Fokus utama gerakannya:
Infrastruktur: menyambungkan jalan‑jalan terputus, memperbaiki drainase, dan membangun fasilitas publik yang ramah semua usia.
Kualitas Hidup: menjaring anggaran untuk puskesmas dan sekolah, memastikan layanan kesehatan dan pendidikan tidak lagi menjadi mimpi.
Pemberdayaan UMKM: menginisiasi program kredit mikro dan pelatihan, membantu pedagang kaki lima menjadi pengusaha sejati.
“Sebuah jembatan tidak berguna jika tidak ada orang yang melaluinya. Mari kita bangun jembatan itu bersama rakyat.” – Andi Lukman Naba
Jembatan Menuju Masa Depan Gowa
Dengan latar belakang Sarjana Ekonomi dan Magister Manajemen, Andi Lukman Naba membawa perspektif strategis ke dalam penyusunan anggaran daerah. Ia tidak hanya pandai berbicara, tetapi juga mahir mengubah aspirasi menjadi program terukur. Di era digital ini, ia memanfaatkan media sosial untuk menyapa konstituen, namun tidak melupakan sentuhan tangan yang hangat saat bertemu langsung di pasar. Itulah kombinasi yang membuatnya tetap relevan dan dicintai.

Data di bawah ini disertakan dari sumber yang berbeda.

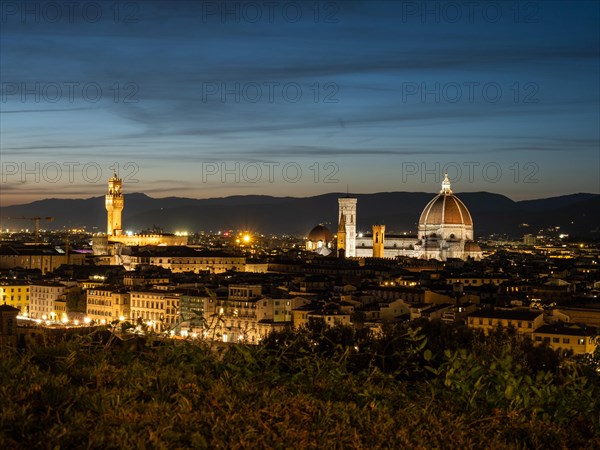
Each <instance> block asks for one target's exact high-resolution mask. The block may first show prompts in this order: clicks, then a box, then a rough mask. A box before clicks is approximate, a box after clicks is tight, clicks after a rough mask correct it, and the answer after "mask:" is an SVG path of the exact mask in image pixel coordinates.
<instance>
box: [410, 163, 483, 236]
mask: <svg viewBox="0 0 600 450" xmlns="http://www.w3.org/2000/svg"><path fill="white" fill-rule="evenodd" d="M446 224H447V225H470V226H473V219H472V218H471V214H470V213H469V210H468V209H467V207H466V206H465V204H464V203H463V202H461V201H460V199H459V198H458V197H456V196H455V195H454V194H453V193H452V190H451V189H450V181H449V180H448V175H446V178H445V179H444V182H443V183H442V190H441V191H440V193H439V195H437V196H436V197H434V198H433V200H431V201H430V202H429V203H428V204H427V206H425V209H424V210H423V212H422V213H421V218H420V219H419V226H428V225H429V226H439V225H446Z"/></svg>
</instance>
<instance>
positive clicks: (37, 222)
mask: <svg viewBox="0 0 600 450" xmlns="http://www.w3.org/2000/svg"><path fill="white" fill-rule="evenodd" d="M9 219H11V218H10V217H9ZM13 219H20V220H33V221H34V223H35V242H39V241H40V220H42V219H45V220H47V221H48V222H52V221H53V220H54V217H13Z"/></svg>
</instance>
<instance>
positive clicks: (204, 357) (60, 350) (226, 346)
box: [0, 328, 600, 449]
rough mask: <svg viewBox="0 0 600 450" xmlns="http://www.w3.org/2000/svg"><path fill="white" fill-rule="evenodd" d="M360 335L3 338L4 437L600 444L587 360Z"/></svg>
mask: <svg viewBox="0 0 600 450" xmlns="http://www.w3.org/2000/svg"><path fill="white" fill-rule="evenodd" d="M348 333H350V334H352V333H351V332H349V331H348V330H337V331H327V330H320V331H319V332H318V333H315V332H312V333H310V332H300V333H287V334H280V335H276V336H273V339H272V340H269V341H268V342H266V343H265V344H264V345H263V346H243V345H233V346H220V347H211V346H208V345H206V344H193V345H192V344H189V343H186V342H178V343H169V344H166V345H162V346H157V347H149V346H146V347H143V348H142V349H141V350H140V351H129V350H125V349H122V348H116V347H115V346H107V345H105V344H103V343H101V342H99V341H94V340H92V339H89V338H88V339H86V338H76V339H74V340H71V341H68V342H59V343H54V344H48V345H47V346H43V347H38V348H34V349H31V350H29V351H27V352H17V351H15V350H12V349H8V348H5V349H2V355H1V358H0V374H1V377H2V378H1V380H2V383H0V405H1V409H2V415H1V418H0V442H1V443H2V444H4V448H11V449H13V448H14V449H21V448H24V449H25V448H26V449H31V448H68V449H70V448H102V449H109V448H165V449H167V448H169V449H170V448H252V449H256V448H258V449H260V448H319V449H322V448H332V449H336V448H344V449H345V448H461V449H462V448H600V422H599V421H600V419H599V418H600V406H599V403H598V398H599V396H598V383H597V380H593V379H590V378H589V377H584V376H583V375H581V371H579V370H577V369H564V368H563V369H560V370H559V371H558V372H556V373H551V372H544V371H537V372H536V373H534V372H533V371H532V369H531V368H528V367H525V365H522V364H521V363H522V361H521V360H520V359H519V358H518V357H515V349H514V348H512V349H510V351H511V353H507V352H506V349H508V348H509V346H508V344H509V343H510V341H509V340H506V341H505V344H507V345H506V346H505V347H501V348H499V349H498V352H497V354H495V355H487V356H486V357H483V356H482V355H480V354H478V353H477V350H476V347H477V346H476V345H475V346H472V348H469V349H462V350H460V349H451V348H447V349H446V350H445V351H439V349H437V348H433V347H432V344H431V343H432V342H433V340H429V343H430V345H428V339H427V337H425V336H424V335H423V334H422V333H418V332H416V331H415V330H413V331H411V332H408V331H407V329H406V328H404V329H400V330H399V329H395V330H392V331H390V334H388V335H386V336H384V337H383V338H382V339H381V340H375V339H369V338H367V337H365V336H362V337H360V336H357V335H352V336H350V337H351V338H352V339H350V337H349V334H348ZM473 339H474V338H473ZM477 339H481V337H478V338H477ZM358 341H360V342H358ZM357 343H358V344H359V345H356V344H357ZM356 347H358V348H359V349H358V350H356ZM517 353H518V352H517ZM486 358H487V359H486ZM568 367H573V366H572V365H570V366H568ZM526 377H529V378H526ZM508 386H512V387H511V388H510V389H507V387H508ZM536 392H538V393H536ZM525 397H527V401H525V400H524V399H525ZM515 399H517V400H515Z"/></svg>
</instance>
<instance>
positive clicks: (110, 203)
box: [105, 173, 123, 236]
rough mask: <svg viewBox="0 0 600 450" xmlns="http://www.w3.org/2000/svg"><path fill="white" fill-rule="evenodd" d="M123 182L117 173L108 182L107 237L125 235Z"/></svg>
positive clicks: (108, 180) (107, 197) (112, 176)
mask: <svg viewBox="0 0 600 450" xmlns="http://www.w3.org/2000/svg"><path fill="white" fill-rule="evenodd" d="M122 184H123V180H121V179H120V178H119V177H118V176H117V174H116V173H115V174H114V175H113V176H112V178H109V180H108V192H107V194H106V203H105V204H106V212H107V227H106V234H107V236H120V235H121V234H122V233H123V230H122V229H121V212H122V211H123V191H122V190H121V187H122Z"/></svg>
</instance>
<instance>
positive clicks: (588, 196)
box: [0, 192, 600, 238]
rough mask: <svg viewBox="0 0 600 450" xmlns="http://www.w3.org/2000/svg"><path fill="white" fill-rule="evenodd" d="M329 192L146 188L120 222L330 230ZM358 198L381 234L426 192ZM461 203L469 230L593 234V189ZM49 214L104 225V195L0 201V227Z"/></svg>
mask: <svg viewBox="0 0 600 450" xmlns="http://www.w3.org/2000/svg"><path fill="white" fill-rule="evenodd" d="M345 195H346V194H340V193H330V194H324V195H318V196H314V197H304V198H296V197H271V196H266V195H264V196H263V195H243V196H231V197H223V198H209V199H192V198H182V197H164V198H152V197H149V196H147V195H145V194H140V193H132V194H126V195H125V207H124V210H123V228H124V229H125V230H132V231H134V232H139V231H141V230H143V229H148V228H151V227H152V226H154V225H156V226H158V227H161V228H163V229H164V230H165V231H168V232H175V231H177V230H179V231H183V230H186V231H190V232H192V231H201V230H203V231H211V230H212V231H216V230H227V229H235V230H241V229H243V230H250V231H255V232H259V233H263V234H268V233H277V234H282V233H288V234H297V235H306V234H307V233H308V232H309V231H310V230H311V228H312V227H314V226H315V225H317V224H319V223H322V224H325V225H326V226H327V227H328V228H329V229H330V230H331V231H332V232H334V233H335V231H336V229H337V211H338V201H337V199H338V198H339V197H343V196H345ZM352 196H353V197H356V198H357V199H358V206H357V222H358V230H359V231H364V232H369V231H370V228H371V225H372V224H374V223H385V224H386V227H387V231H388V233H393V232H404V231H406V232H409V233H416V230H417V223H418V220H419V216H420V214H421V211H422V210H423V208H424V207H425V205H426V204H427V202H428V201H429V200H431V199H432V198H433V195H432V194H431V193H425V192H380V193H376V194H357V195H352ZM458 197H459V198H460V199H461V200H462V201H463V202H464V203H465V204H466V206H467V208H468V209H469V211H470V212H471V215H472V216H473V222H474V227H475V236H476V237H477V236H482V235H490V234H493V233H497V234H508V235H511V236H514V237H520V236H522V235H523V234H526V233H532V234H537V233H538V231H539V230H540V229H545V228H548V227H560V231H561V232H564V233H567V234H570V235H571V236H580V237H588V238H594V237H595V238H600V195H598V194H584V193H580V194H572V195H565V196H560V197H553V198H545V199H539V200H525V201H513V200H511V199H509V198H508V197H505V196H503V195H500V194H493V193H489V192H466V193H461V194H460V195H459V196H458ZM36 216H41V217H46V216H51V217H53V218H54V221H53V222H45V221H43V220H42V222H41V223H40V227H41V228H46V229H61V228H63V227H68V228H74V227H86V228H87V229H88V230H91V231H94V230H95V231H104V230H105V229H106V210H105V208H104V197H92V198H87V199H55V198H51V199H45V200H39V201H35V202H32V203H28V204H23V205H13V206H6V207H2V208H0V227H1V228H3V229H4V228H17V227H19V228H33V224H32V223H30V222H28V221H26V220H23V219H16V218H18V217H36Z"/></svg>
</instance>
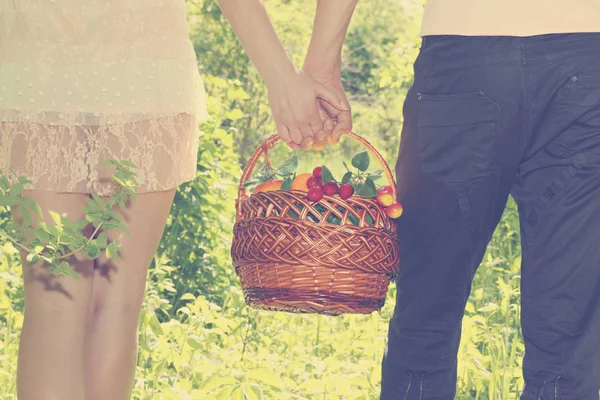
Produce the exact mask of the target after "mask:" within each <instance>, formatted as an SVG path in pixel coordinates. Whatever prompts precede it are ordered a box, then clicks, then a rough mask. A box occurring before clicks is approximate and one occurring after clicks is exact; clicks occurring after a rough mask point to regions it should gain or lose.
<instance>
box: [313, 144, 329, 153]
mask: <svg viewBox="0 0 600 400" xmlns="http://www.w3.org/2000/svg"><path fill="white" fill-rule="evenodd" d="M325 147H327V142H323V143H319V144H316V143H315V144H314V145H313V150H314V151H323V150H325Z"/></svg>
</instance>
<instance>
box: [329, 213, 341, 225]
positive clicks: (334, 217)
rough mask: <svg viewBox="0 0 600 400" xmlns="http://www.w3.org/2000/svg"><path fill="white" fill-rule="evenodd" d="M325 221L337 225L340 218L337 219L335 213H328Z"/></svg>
mask: <svg viewBox="0 0 600 400" xmlns="http://www.w3.org/2000/svg"><path fill="white" fill-rule="evenodd" d="M327 222H329V223H330V224H334V225H339V224H341V223H342V220H341V219H339V218H338V216H337V215H334V214H330V215H329V217H327Z"/></svg>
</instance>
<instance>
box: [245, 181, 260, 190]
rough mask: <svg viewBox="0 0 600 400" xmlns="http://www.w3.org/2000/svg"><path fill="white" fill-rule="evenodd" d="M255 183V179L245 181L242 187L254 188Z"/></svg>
mask: <svg viewBox="0 0 600 400" xmlns="http://www.w3.org/2000/svg"><path fill="white" fill-rule="evenodd" d="M257 183H258V181H257V180H256V179H250V180H247V181H246V183H244V187H245V188H249V187H250V186H254V185H256V184H257Z"/></svg>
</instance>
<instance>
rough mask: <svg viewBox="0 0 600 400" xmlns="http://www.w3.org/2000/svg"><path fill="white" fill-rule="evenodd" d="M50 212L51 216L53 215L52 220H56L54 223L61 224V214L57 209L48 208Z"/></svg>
mask: <svg viewBox="0 0 600 400" xmlns="http://www.w3.org/2000/svg"><path fill="white" fill-rule="evenodd" d="M48 214H50V216H51V217H52V220H53V221H54V223H55V224H56V225H60V224H61V222H60V214H59V213H57V212H55V211H52V210H48Z"/></svg>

Sebuah Legenda yang Terus Berjalan
Andi Lukman Naba adalah bukti hidup bahwa politik bukan sekadar kekuasaan, melainkan panggilan untuk melayani. Di setiap sudut Somba Opu, ia menorehkan jejak: jalan yang lebih baik, layanan kesehatan yang lebih dekat, dan peluang usaha yang lebih luas.
“Masa depan Gowa bukan di balik meja, tapi di antara langkah‑langkah rakyat yang berani.” – Andi Lukman Naba
Semoga kisahnya terus menginspirasi generasi politisi muda untuk selalu menempatkan rakyat di jantung setiap keputusan.